The plaintiff's position assumes that the case ofBanks v. Howlett Co., 92 Conn. 368, 102 A. 822, has changed the law of this jurisdiction as announced in the Kennerson and Douthwright cases. This is a mistaken notion. What that case did was to make one additional exception to those already recognized by us. The employee, in that case, under a contract of employment made in New York under a contractual Act, but whose specific and sole object was an employment in Connecticut, was injured in Connecticut, and we held the employee was entitled to compensation under our Act. Our court made this exception to our rule in the belief that it would best promote the interests of both employers and employees. Further consideration of this subject, together with the almost universal course of decision in other jurisdictions having a Compensation Act of the same contractual kind and construed as having extraterritorial effect like ours, has satisfied us that the exception recognized in Banks v. Howlett Co., supra, at page 371, should be confined to the precise case decided and stated by us to be: "The rule thus invoked (although perhaps limited in its practical application), to wit, that a Connecticut employment which is the specific and sole subject of the contract of employment, wherever made, within the operation of the Connecticut law governing the payment of compensation in cases of personal injury arising therefrom, appears to be one better calculated *467 than any other to make for uniformity of treatment, both as between those engaged upon a given work and as between persons employed in Connecticut work generally, for simplicity and convenience in remedial proceedings, and for the preservation to Connecticut citizens of the benefits which it has seen fit to prescribe for the protection of Connecticut workmen."
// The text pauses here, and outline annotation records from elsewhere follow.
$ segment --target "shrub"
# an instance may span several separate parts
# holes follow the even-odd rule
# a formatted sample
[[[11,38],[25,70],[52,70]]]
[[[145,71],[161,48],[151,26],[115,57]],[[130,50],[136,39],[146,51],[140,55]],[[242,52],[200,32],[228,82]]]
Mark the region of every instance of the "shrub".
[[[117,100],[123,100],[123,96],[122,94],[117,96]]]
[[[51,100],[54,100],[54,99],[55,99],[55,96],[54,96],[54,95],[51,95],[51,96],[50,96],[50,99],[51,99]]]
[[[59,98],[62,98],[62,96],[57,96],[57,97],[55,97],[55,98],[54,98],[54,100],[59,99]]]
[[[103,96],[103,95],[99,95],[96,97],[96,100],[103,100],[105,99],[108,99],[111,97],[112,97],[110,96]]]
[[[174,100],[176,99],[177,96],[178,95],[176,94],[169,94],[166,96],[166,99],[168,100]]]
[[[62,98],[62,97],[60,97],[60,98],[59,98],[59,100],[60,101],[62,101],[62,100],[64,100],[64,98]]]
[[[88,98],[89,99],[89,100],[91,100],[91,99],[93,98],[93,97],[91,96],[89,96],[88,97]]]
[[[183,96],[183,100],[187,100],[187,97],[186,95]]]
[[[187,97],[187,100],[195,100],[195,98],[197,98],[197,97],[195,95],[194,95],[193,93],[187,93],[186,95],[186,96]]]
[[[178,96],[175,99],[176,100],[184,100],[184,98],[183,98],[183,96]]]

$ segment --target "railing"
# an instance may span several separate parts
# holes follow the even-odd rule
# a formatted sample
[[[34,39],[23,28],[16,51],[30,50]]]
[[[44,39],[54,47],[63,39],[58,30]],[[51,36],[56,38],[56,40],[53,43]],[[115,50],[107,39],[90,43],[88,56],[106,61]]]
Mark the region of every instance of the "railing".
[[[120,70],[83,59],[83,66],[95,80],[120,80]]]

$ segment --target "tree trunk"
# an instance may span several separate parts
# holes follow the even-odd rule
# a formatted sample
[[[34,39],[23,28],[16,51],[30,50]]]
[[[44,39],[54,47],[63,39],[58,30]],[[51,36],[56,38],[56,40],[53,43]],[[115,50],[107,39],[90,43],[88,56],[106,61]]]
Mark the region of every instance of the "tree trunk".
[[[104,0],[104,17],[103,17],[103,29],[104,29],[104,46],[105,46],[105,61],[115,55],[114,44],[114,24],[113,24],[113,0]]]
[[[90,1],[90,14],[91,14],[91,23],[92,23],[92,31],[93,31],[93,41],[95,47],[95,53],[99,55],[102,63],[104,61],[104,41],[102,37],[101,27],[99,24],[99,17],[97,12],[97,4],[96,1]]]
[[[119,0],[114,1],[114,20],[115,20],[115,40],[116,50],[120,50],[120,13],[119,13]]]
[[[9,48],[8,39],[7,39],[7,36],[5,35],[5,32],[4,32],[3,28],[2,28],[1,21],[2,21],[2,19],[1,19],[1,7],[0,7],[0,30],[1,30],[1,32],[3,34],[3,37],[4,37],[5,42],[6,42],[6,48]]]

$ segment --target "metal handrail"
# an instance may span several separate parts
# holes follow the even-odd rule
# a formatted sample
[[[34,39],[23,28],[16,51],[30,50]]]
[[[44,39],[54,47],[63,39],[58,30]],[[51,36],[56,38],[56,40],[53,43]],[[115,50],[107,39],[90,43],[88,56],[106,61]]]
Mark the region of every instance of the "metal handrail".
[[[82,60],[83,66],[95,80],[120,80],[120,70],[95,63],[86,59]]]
The decision in Harivel v. Hall-Thompson Co.,98 Conn. 753, 120 A. 603, applying our rule to a traveling salesman injured in Virginia while fulfilling a Connecticut employment, indicated our adherence to our rule so far as concerned a Connecticut contract of employment. Our rule as to a foreign contract of employment, with the exceptions already named, is equally well settled, yet we cannot but realize the impossibility of anticipating all the situations which may develop in this difficult feature of the compensation law, and of making now an unvarying rule which shall cover all possible cases. These cases must be dealt with as they arise.

The instant case is not the case of Banks v. HowlettCo. The foreign contract of employment contemplated employment in Massachusetts and New York as well as Connecticut, although the greater part of the employment was to be in Connecticut. The Connecticut employment was not the "specific and sole subject of the contract of employment," and therefore does not control the decision of this case. We are not disposed to extend the scope of the exception recognized in Banks v. Howlett Co. To apply it in this case, we must adopt the rule that foreign contracts of employment which contemplate a substantial part of the employment in Connecticut shall, in case of injury to an employee in such employment, in the matter of compensation, come within our Act. That *468 would result in the substitution of the rule of the law of the place of the injury, for our rule of the law of the place of the contract; for there would be little or no reason why there should be a distinction made between the substantial and the temporary employment in Connecticut.

This disposition of the ground of appeal, common to each defendant, makes it unnecessary to consider the grounds of appeal relied upon by the insurance carrier alone.

The Superior Court is advised to enter its judgment sustaining the appeal and vacating the award, in accordance with this opinion.

In this opinion the other judges concurred.